In that same year the company concluded that it owed the workers over 97 million German marks for the war period. Rather than pay them, the plant issued shares of the company to the workers equivalent to 65 percent. Two years later in 1999, Mostar Aluminij submitted a plan of the ownership structure to the cantonal agency for privatization, the first step in the privatization process. That plan said the workers owned 65%, TLM 12% and Federation of BiH (FBiH) the rest of the shares.

The cantonal agency for privatization was supposed to act on the plan but failed to do so. The workers and the management have used this fact as an argument that the ownership structure was considered valid.

The FBiH government formed by the Alliance parties and headed by then Prime Minister Alija Behmen, started privatization activities in 2000 aimed at establishing in their view how much of the Mostar Aluminij factory was owned by the FBiH government. Behmen’s government, which still had little control over the Herzegovina region, sought the international communities support in reaching arbitration.

The arbitration, which lasted between 2002 and 2005, produced no results. At the end of the series of negotiations which took place during 2003 and 2004, Canadian law firm Fasken Martineau made the following conclusion in its report.

“We would like to recommend to the parties to give up on their attempts to arbitrate their dispute and focus their efforts and energy to improve political environment in order to reach a settlement.”

After the failed arbitration, the FBiH government did attempt to solve the problem politically.

The privatization law did not allow them to negotiate with management of a state enterprise so in July of 2005, they sought the change the privatization law. A year later the law amendments were passed.

FBiH officials were now finally allowed to sit down with the company officials and negotiate an agreement with regard to ownership structure. By November of 2006, that agreement was reached. It specified that FBiH owned 44 percent, the workers owned 44 percent and TLM 12 percent.

The government formed a commission which was to get the company ready for privatization and draft a tender. The plan was for the commission to invite the world’s biggest and most prestigious aluminum companies to bid.

Deloitte, an independent consulting firm from Zagreb was hired to assess the companies. Deloitte recommended potential partners including Rusal, BHP Billiton, Chalco, Rio and Tinto.

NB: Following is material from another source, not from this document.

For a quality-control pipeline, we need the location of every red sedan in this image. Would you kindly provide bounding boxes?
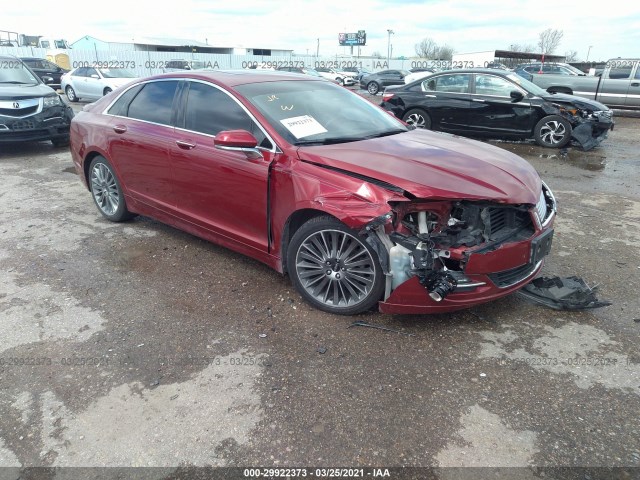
[70,70,556,315]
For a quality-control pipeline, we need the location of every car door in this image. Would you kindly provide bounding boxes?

Then in December of 2006, FBiH Energy, Mining and Industry Minister Vahid Hećo threw the process into even more disarray by opposing the commission’s work on the tender even though his proxy from the ministry had voted in favor of it.

Hećo objected to inviting companies and recommended it be open to all companies. But Hećo also changed a vital element of the process: he required the tender go through a two step process where companies submit an initial bid first and then a final bid. He also required that the ownership distribution be changed. The workers share would not be given in stock which could be sold on the open market, but rather the government would sell the workers share on their behalf.

In January 2007 the president of the commission who was supposed to prepare the privatization documents resigned in protest. The new commission made things more difficult by adding restrictive selection criterion that strongly favored companies with prior relations with Mostar Aluminij. These criteria would have eliminated many of the companies Deloitte had recommended.

While the process is continuing, many are not certain the privatization will be successfully completed. The lack of transparency is likely to guarantee it will remain one of the most controversial privatizations in BiH.